Was macht eigentlich... ...Johnny Logan?


Dem irischen Sänger ist es bisher als einzigem Künstler gelungen, den jährlich stattfindenden Grand Prix d’Eurovision zweimal zu gewinnen.

Bürgerlich heißen Sie Sean Patrick Michael Sherrard O’Hagan. Wie kamen Sie zu Ihrem Künstlernamen?

Ein Kerl namens Roberto Montecristo hat mir den gegeben, ein nicht sehr erfolgreicher italienischer Schlagersänger. Er wollte mich in seiner Heimat bekannt machen, das war Ende der 70er Jahre. Und er fand, Johnny Logan klänge für einen Sänger irischer und besser. Und so feierte ich meine ersten Erfolge als Johnny Logan.

Um den es nach dem ersten Grand-Prix-Sieg 1980 in Den Haag ziemlich still geworden ist.

Dort zu gewinnen war einfach unglaublich, doch ich konnte damit nicht umgehen. Ein halbes Jahr nach Den Haag fiel mir auf, dass ich bei all den Auftritten immer nur "What’s Another Year" gesungen habe. Du kannst aber nicht dein ganzes Leben lang immer nur ein Lied singen. Also bin ich zur Plattenfirma gegangen und sagte, dass ich eine neue Art von Musik einspielen wolle.

Was denn zum Beispiel?

Zu der Zeit lief dieses New-Romantic- Ding, mit Duran Duran und Spandau Ballet. Ich war 26 und wollte auch so etwas machen. Aber die Plattenfirma wollte nicht, und es kam zum Konflikt.

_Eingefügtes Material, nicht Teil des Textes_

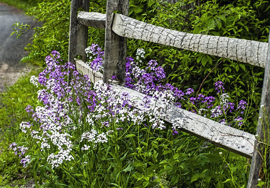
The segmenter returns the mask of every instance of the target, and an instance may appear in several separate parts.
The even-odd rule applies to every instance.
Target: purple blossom
[[[237,118],[234,118],[234,121],[235,121],[236,122],[235,123],[235,124],[237,126],[241,126],[242,125],[242,124],[243,124],[243,118],[240,117],[239,116],[238,116]]]
[[[244,113],[244,112],[243,111],[246,108],[246,105],[247,105],[247,102],[243,100],[241,100],[238,103],[238,106],[237,107],[237,109],[241,109],[242,110],[240,113],[242,114]]]
[[[155,69],[155,73],[157,77],[161,80],[166,77],[165,72],[163,68],[160,66]]]
[[[192,88],[188,88],[187,90],[187,92],[185,93],[186,95],[190,95],[193,93],[194,90]]]

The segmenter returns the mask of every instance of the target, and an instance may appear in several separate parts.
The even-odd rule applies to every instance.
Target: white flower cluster
[[[112,131],[108,131],[106,133],[109,134]],[[108,142],[108,138],[105,133],[102,133],[101,134],[98,134],[97,131],[93,129],[91,130],[91,132],[84,133],[82,134],[80,141],[81,142],[85,140],[87,140],[88,142],[92,142],[94,144]],[[82,150],[87,150],[90,147],[86,144],[84,144],[84,146],[82,148]]]
[[[31,76],[30,78],[30,83],[32,84],[33,85],[37,87],[38,87],[38,78],[34,75]]]
[[[143,48],[138,48],[137,49],[137,52],[136,53],[136,59],[139,60],[140,58],[144,59],[145,51]]]
[[[221,109],[220,107],[218,106],[216,106],[210,111],[212,114],[210,116],[211,118],[216,117],[222,114]]]
[[[71,150],[70,149],[70,150],[60,150],[56,155],[51,153],[48,156],[47,161],[52,165],[53,168],[58,167],[59,164],[62,164],[65,160],[70,161],[71,159],[74,159],[73,156],[70,154]]]
[[[26,133],[26,129],[30,128],[31,126],[29,124],[29,122],[23,121],[20,124],[20,129],[22,131],[25,133]]]
[[[131,121],[134,124],[140,124],[148,120],[153,129],[165,128],[164,122],[160,117],[165,115],[166,105],[170,104],[174,99],[170,91],[157,92],[153,93],[153,95],[154,94],[155,97],[149,97],[148,99],[146,99],[147,101],[147,102],[143,100],[140,103],[137,104],[141,107],[140,109],[135,108],[131,109],[126,106],[119,105],[123,104],[124,101],[129,98],[128,96],[119,95],[112,90],[110,86],[104,84],[102,81],[96,83],[94,88],[97,91],[97,93],[100,93],[97,94],[100,104],[103,104],[106,101],[107,107],[102,105],[96,106],[94,114],[89,114],[87,116],[87,121],[89,124],[90,122],[93,123],[94,120],[97,121],[101,118],[107,117],[109,115],[111,115],[112,113],[114,114],[113,118],[116,123],[126,120]],[[157,98],[159,100],[159,102],[156,102]],[[130,102],[131,104],[131,102]],[[110,109],[110,111],[106,110],[106,107]],[[148,119],[147,117],[153,113],[155,116],[150,116],[150,118]]]
[[[222,93],[221,94],[220,97],[220,105],[221,106],[228,107],[228,103],[229,102],[228,99],[230,98],[230,97],[227,93]]]

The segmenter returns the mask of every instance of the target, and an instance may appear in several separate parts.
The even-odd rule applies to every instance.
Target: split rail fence
[[[129,0],[107,0],[106,14],[88,12],[89,0],[72,0],[71,6],[69,61],[75,64],[77,70],[89,75],[94,83],[102,79],[108,83],[111,76],[116,75],[118,84],[112,84],[113,89],[119,95],[123,92],[129,93],[131,100],[137,99],[135,100],[136,108],[141,107],[137,99],[142,99],[145,95],[124,87],[127,38],[199,52],[265,68],[261,101],[261,105],[264,107],[260,109],[259,116],[262,117],[262,121],[258,121],[258,137],[256,138],[253,134],[173,105],[168,107],[172,110],[162,117],[167,124],[171,125],[176,118],[183,118],[184,125],[181,130],[210,140],[219,147],[252,158],[247,187],[255,187],[258,179],[263,177],[259,173],[262,163],[259,152],[265,151],[265,146],[258,144],[258,140],[259,138],[265,140],[270,138],[267,127],[269,120],[265,114],[266,112],[270,114],[270,97],[267,96],[268,91],[270,91],[270,42],[188,33],[147,24],[128,17]],[[78,13],[80,8],[84,11]],[[113,13],[116,10],[120,11],[122,14]],[[86,60],[84,50],[87,47],[88,27],[105,29],[103,75],[94,71],[84,63]],[[77,55],[81,56],[82,60],[75,59]],[[264,114],[263,108],[265,110]],[[268,131],[264,135],[264,131]]]

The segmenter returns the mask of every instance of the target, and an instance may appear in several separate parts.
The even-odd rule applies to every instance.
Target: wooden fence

Bei dem Sie alles verloren?

Irgendwann bemerkte ich, dass all mein Geld weg war. Eine ziemlich hoffnungslose Zeit.

Und dann haben Sie "Hold Me Now" geschrieben.

Ich musste wieder bei null anfangen. Nach dem ersten Grand-Prix-Sieg hatte ich eine Menge gelernt, konnte jetzt vieles besser machen. Und ich wusste, wie wichtig ein zweiter Sieg sein könnte. Also setzte ich alles auf eine Karte und machte 8500 Pfund Schulden, um das Stück vorab einspielen zu können.

Und tatsächlich gewannen Sie 1987 in Brüssel zum zweiten Mal.

Ja, alles lief wunderbar. Zwar wollte mich danach die Industrie wieder in die Schnulzenecke drängen. Aber ich war überzeugt, dass es ein Publikum gibt für das, was ich machen will. Und ein Publikum habe ich in den letzten 20 Jahren ja auch gefunden: in Skandinavien, den Beneluxstaaten - und natürlich hier in Deutschland.

Deutschland ist ein gutes Stichwort: Dass wir uns in München treffen, ist nicht bloß Zufall?

Nein, nein, ich komme in letzter Zeit immer öfter nach Deutschland. Natürlich auch, um meine Freundin Tanja Surmann zu treffen. Sie arbeitet hier in München als Promotion Direktorin einer großen Plattenfirma.

Sie haben sich im Job kennengelernt?

Tanja hat damals bei Ralph Siegel gearbeitet.

Ralph Siegel? Den haben Sie doch 1980 und 1987 geschlagen?

Trotzdem sind wir Freunde geworden. Ich war zu Aufnahmen in München, als Ralph mich in sein Studio einlud. Und da habe ich Tanja kennengelernt, wir sind uns in der nächsten Zeit sehr vertraut geworden. Und nachdem ihre Ehe in die Brüche gegangen ist, sind wir uns halt noch näher gekommen. Aber Tanja ist nicht nur meine Freundin, sie ist auch ein wirklich guter Freund. Das ist mir ziemlich wichtig, da ich ja noch immer sehr viel unterwegs bin.

Haben deutsche Frauen etwas Besonderes?

Da muss ich jetzt genau überlegen und werde versuchen, diplomatisch zu antworten. Diejenigen Frauen, die ich kenne, ja, die haben etwas Besonderes. Ich habe einige Menschen aus Hamburg kennengelernt, da kommt Tanja auch her. Und die Hanseaten können wirklich dickköpfig sein, sehr dickköpfig sogar.

So wie die Iren.

Genau! Das aber ist für mich genau das Richtige.